In predicting Ecorr, RF again outperformed other models with the highest test score (R² ≈ 0.66) and a training score of R² ≈ 0.88, while LassoIC and NN exhibited closer train-test alignment, showing less overfitting. Kernel ridge regression model exhibited the second highest prediction accuracy for Ecorr prediction with a test score of R² ≈ 0.60. For Epit, all models showed high performance, with RF and KRR achieving the highest test scores (R² ≈ 0.78). However, similar to Ecorr, NN and LassoIC demonstrated a better alignment in train and test scores, suggesting noticeable generalisability for this property prediction. Across all metrics, error bars representing 95% confidence intervals highlighted variability, particularly in non-linear models, emphasising the importance of proper model selection to balance predictive accuracy and model stability.

To address the data limitations identified in the initial modelling, particularly the constrained predictive accuracy for icorr and the deviations at extreme values for Ecorr and Epit, the use of synthetic data derived from the NSGAN was employed to augment the MPEA corrosion dataset.

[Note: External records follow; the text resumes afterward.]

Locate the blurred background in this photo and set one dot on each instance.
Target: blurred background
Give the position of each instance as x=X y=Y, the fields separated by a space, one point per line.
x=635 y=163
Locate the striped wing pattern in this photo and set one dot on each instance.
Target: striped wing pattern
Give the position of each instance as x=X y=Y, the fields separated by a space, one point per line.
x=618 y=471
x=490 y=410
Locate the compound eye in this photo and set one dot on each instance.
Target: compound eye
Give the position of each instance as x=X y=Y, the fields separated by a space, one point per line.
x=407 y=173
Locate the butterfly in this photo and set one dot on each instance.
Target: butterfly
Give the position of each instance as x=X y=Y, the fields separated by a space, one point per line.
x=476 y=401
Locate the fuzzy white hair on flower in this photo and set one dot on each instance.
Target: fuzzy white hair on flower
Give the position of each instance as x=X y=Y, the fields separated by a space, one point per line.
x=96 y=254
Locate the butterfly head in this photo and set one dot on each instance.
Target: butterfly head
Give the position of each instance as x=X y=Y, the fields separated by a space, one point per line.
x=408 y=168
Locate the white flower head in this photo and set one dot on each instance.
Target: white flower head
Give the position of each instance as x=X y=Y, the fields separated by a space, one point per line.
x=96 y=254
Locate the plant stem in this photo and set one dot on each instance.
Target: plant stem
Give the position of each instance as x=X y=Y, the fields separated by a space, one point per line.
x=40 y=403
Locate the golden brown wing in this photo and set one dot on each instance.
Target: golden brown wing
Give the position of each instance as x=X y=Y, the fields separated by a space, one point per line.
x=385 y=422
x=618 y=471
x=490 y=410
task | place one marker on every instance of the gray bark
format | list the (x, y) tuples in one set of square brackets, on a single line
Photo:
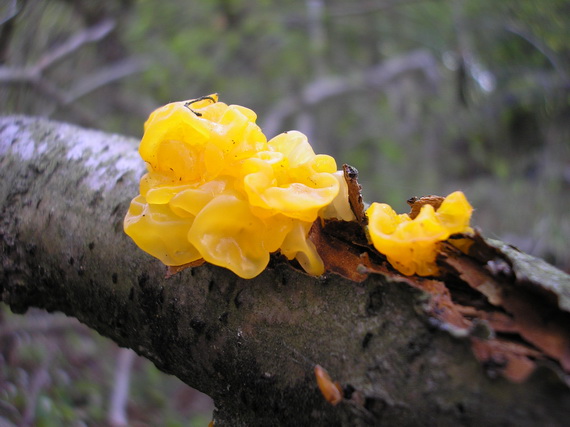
[(249, 344)]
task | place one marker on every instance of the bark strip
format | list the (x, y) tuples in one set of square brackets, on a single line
[(252, 345)]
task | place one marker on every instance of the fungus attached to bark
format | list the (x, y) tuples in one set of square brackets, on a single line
[(217, 189), (411, 245)]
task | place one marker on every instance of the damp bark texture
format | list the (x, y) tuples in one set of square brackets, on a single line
[(252, 345)]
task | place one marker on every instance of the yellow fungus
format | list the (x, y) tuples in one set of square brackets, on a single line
[(217, 189), (411, 245)]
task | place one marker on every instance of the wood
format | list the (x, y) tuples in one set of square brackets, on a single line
[(253, 345)]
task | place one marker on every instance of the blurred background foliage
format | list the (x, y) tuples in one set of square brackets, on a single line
[(423, 97)]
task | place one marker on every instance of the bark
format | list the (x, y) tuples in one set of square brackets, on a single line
[(252, 345)]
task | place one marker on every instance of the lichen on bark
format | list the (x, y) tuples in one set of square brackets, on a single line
[(252, 344)]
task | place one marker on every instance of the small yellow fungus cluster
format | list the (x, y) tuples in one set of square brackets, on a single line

These synthetic datasets were designed to capture the underlying distribution of MPEA compositional, microstructural, and environmental features, providing a more diverse and representative training set. This approach has the potential to significantly tackle the scarcity of existing data for the high-dimensional space of MPEAs, as shown in Figs. 3 and 4. These scatter plots visualise the real (solid dots) and synthetic (hollow dots) datasets with colour coding that represents different electrolyte types. As it is evident, the original and synthetic GAN-generated data points for each electrolyte type overlap significantly across the range of all three corrosion properties, indicating that the NSGAN captured the distribution of corrosion behaviour for MPEAs under diverse environmental conditions. These notable overlaps indicate the utility of the data augmentation via employed approach, however, slight discrepancies at the extremes (below −1100 mV for Ecorr and above 2000 mV for Epit) suggest the synthetic data may underrepresent rare conditions.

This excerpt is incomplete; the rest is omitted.